— Нет, — сказал управитель, — ты не можешь продать деревья по десять рупий. Этот человек с берега неверных хочет ограбить нашу благословенную родину. Деревья стоят дороже. Пусть он заплатит по двадцать рупий и деньги принесет мне. Я не хочу, чтоб случился обман. Я сам передам тебе деньги.
Ходжамард опустил голову и молчал.
— Твоя благодарность мешает тебе говорить? — сказал управитель, и губы его были насмешливы, а в глазах появился нехороший блеск.
— О нет, господин! — вскинул голову и, мелко, быстро кланяясь, забормотал Ходжамард. — Твоя воля, господин, твоя воля. Твой ум — свет луны, моя голова — мрак ночи, да прославит бог твою справедливость, господин. Только осмелюсь сказать, господин, может быть, этот человек, господин, беден богатством и не сможет дать столько денег…
— Иди… Не захочет — пусть покупает деревья на своей стороне… И ты иди…
Марод-Али хотел возражать, но Ходжамард потянул его за рукав и, бормоча прощальные благословенья, поспешил из ханского сада.
— Собака… — прикрыв рот ладонью, зашептал он, оказавшись с Марод-Али за каменной оградой. — Он купил место управителя за тысячу пятьсот рупий и теперь десять раз хочет вернуть себе эти деньги. Десять рупий ему, и еще две рупии на жалованье солдатам, мне останется восемь рупий, а ты будешь платить двадцать, или ты не будешь платить ничего.
— Мне нужен лес, — упрямо сказал Марод-Али.
— Значит, тебе не нужны деньги. И ты отдашь по двадцать за дерево…
Ниже крепости, на невзрачной базарной уличке ящикообразной нишей в глинобитной стене зияла лавка афганца менялы. В ее глубине, на ковре, ни единым жестом не оскверняя высокомерного своего величия, восседал афганец купец. Только черные глаза, между черной бородой и такой же черной копной чалмы, испытующе нащуривались на редких в этот жаркий час дня прохожих. Вокруг него на полу, на сундучках и на полках пестрела жалкая дешевка товаров: анилиновые краски в порошке в круглых жестяных, с яркими этикетками банках, складные железные ножницы, гнущиеся при первом нажатии; баварские карандаши, манчестерские корявые пуговицы, нитки, иголки, бритвы с мечом и короной, с крупною надписью: «The Kid Razor», и мелкою: «Made in Germany»; шелковые, расползающиеся от прикосновения платки, чулки с сингапурскими пломбами и, наконец, дамские подвязки, — на что в Кала-и-бар-Пяндже подвязки? Что может заработать купец на всей это колониальной дряни? Но он сидел важно и щупал, и надкусывал, и протирал большим побуревшим пальцем монеты Марода-Али. За рубль он давал две рупии. За обмен он взял себе восемь рупий.

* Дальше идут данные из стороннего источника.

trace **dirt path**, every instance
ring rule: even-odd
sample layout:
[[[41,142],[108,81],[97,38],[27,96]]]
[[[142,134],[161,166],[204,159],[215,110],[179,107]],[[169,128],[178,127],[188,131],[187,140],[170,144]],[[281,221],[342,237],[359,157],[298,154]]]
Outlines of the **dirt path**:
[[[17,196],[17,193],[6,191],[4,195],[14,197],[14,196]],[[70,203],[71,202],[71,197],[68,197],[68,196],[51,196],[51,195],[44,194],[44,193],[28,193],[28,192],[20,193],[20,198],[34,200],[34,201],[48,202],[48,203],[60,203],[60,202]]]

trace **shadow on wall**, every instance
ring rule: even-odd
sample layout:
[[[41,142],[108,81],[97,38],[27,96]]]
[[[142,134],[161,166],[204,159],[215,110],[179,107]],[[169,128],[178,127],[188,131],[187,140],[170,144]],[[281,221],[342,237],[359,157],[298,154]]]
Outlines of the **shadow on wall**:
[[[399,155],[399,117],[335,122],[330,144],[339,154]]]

Марод-Али стоял, наклонившись вперед и упершись локтями в пол лавки, возвышающийся над улицей. Купец, пересчитав деньги, кивнул на медную чашку безмена.
— Хочешь опия? Я тебе продам дешево: вес опия — вес серебра. Возьмешь?
— Не курю, — сухо ответил Марод-Али.
— Ай, молодец, хозяин! На вашей стороне, я знаю, многие перестали любить этот двужизненный дым. У нас все любят. А я — нет. Я, как ты, не курю. Я — бедный, я немножко торгую, курить — много денег надо… А скажи, пожалуйста, хозяин, — вкрадчиво продолжал купец, — ты что пришел покупать у нас? Деньги большие.
— Деревья… Желобы делать. В наших местах хороших деревьев нет.
— Ай, ай, правильно!.. А у нас вон сколько — кругом. Земли много, бог хорошую долину нам дал… Желобы — значит, для канала, наверно? Гляжу я на вашу сторону, трудно у вас — такие скалы — строить канал! А кто его будет строить?
Марод-Али секунду помедлил и ответил уверенно:
— Советская власть!
Он и сам не знал, почему он отождествил себя с Советской властью, но купец рождал в нем необъяснимую злобу. Получив деньги, Марод-Али пошел к Ходжамарду, который пригласил его поесть бобовой похлебки. Они просидели вместе до вечера, беседуя о себе, о скотине, о своих государствах, об урожае бобов и пшеницы, и о земле, которой много в Кала-и-бар-Пяндже и которая наполовину пустует, потому что за землю надо платить. Когда солнце упало за гору, они опять пошли к управителю, чтоб Марод-Али передал ему деньги. Управитель, допустив их к себе, сказал кратко и жестко, что денег он не возьмет, потому что лес Ходжамарда уже куплен другим человеком.
— Кем, осмелюсь спросить, господин? — побледнел Ходжамард.